ダニエル・ディ・ルイス、ミシェル・ファイファー、どちらも大好きな俳優である。

 

一口に言って、「愛が社会に負けた」話である。

 

そもそも、「恋におちる」とはどういうことだろう。

どうして、他の人ではだめなのだろう。

 

主人公は若く美しいフィアンセがいるのに、社交界で半ばつまはじきにされている伯爵夫人と恋に落ちる。

ヨーロッパの上流階級はわりと情事に寛容だが(フランスなんて「愛人がいて当然の社会」)、一昔前、アメリカのプロテスタントのがちがちの規範に縛られた上流社会の「そんなことは許さないぞ無言の圧力」がすごい。

 

なにげないパーティーの会話や雰囲気から、彼は周囲が既に自分たちのことを知っており(無論妻も)、全力で自分たちの恋の成就を阻止しようとしていることを知る。

伯爵夫人の美しい背中を見つめ、近づいて「馬車までお送りしますから」とコートをかけると、にっこり笑って老婦人が「わたしたちの馬車で帰るのよ」と言う。

 

片時たりとも、ふたりだけにはさせてくれない。

 

「彼に妊娠を告げる妻(ウィノナ・ライダー。

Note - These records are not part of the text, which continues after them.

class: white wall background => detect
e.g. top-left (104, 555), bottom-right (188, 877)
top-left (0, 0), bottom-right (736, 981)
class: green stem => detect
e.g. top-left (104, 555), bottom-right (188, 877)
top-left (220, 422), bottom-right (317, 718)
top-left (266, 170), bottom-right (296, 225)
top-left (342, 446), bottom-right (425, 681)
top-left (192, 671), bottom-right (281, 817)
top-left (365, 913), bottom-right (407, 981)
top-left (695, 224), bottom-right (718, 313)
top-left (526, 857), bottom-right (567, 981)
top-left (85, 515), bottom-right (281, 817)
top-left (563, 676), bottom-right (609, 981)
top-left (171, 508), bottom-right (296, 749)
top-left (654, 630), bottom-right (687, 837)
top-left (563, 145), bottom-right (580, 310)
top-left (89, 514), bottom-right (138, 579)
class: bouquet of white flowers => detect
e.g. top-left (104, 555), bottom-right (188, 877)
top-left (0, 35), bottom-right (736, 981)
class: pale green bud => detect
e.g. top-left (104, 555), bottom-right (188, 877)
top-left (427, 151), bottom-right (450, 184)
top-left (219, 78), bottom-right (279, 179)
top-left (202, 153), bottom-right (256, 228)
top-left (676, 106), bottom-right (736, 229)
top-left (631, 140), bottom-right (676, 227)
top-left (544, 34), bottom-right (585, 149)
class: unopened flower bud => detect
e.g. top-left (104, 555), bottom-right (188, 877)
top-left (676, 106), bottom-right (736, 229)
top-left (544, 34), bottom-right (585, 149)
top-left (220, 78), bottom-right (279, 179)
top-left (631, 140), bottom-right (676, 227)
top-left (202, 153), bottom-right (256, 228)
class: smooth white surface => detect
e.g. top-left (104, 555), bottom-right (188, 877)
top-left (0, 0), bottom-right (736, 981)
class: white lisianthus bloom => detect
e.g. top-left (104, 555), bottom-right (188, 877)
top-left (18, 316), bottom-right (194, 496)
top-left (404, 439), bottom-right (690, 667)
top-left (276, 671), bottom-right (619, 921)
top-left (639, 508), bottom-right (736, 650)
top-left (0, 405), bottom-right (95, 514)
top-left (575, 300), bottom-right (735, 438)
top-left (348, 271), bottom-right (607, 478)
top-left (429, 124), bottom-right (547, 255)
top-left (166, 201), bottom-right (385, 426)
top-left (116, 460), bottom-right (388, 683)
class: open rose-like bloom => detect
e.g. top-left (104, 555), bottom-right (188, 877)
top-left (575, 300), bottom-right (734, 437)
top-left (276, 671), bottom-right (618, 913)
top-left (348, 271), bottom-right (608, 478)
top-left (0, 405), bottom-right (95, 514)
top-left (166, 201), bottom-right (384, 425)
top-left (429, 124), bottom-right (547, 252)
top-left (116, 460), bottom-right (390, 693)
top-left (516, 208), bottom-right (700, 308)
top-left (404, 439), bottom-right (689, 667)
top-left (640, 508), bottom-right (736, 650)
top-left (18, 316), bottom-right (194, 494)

そういや、今この人どうしているの?)の迫力がすごい」とは誰かのレビューにあったが、二人の子をもうけ、何もかも恵まれた人生を送ったように見える彼女が晩年、「世の中の変化についていけず、子供達は母親には本心を隠すようになった」とあるのが興味深い。(クリスティの『春にして君を離れ』を思いだした。)

 

途中、だれた感じがした映画だったが、最後が素晴らしい。

成人した長男に会いにいくと、なんと、かの伯爵夫人に会いに行こうという。

息子は何もかも知っていたのだ。

「おかあさんが、『お父さんは頼んだら、最愛の人と別れてくれた』と言っていたよ」。

 

そうか、あの笑顔で妊娠を告げたのは、妻なりの必死の「お願い、行かないで」だったのか・・・。

 

長男に連れられて伯爵夫人の住まいに向い、主人公は一人呟く。

「わたしはまだ57才・・・」。

 

現代日本ならバリバリの現役だろうが!

人生、やり直さないかい(胸ぐら掴んで絶叫)!

 

が、結局、彼は彼女に会いに行かない。

思い出は、美しすぎるのだ。

最後、窓が開いたのに一縷の望みをかけるが、そこには・・・

 

「結ばれるはずのない二人」だったのだ。

 

「人生」ってなんだろう。

 

お昼ご飯を食べたので、ジムへ行ってきます。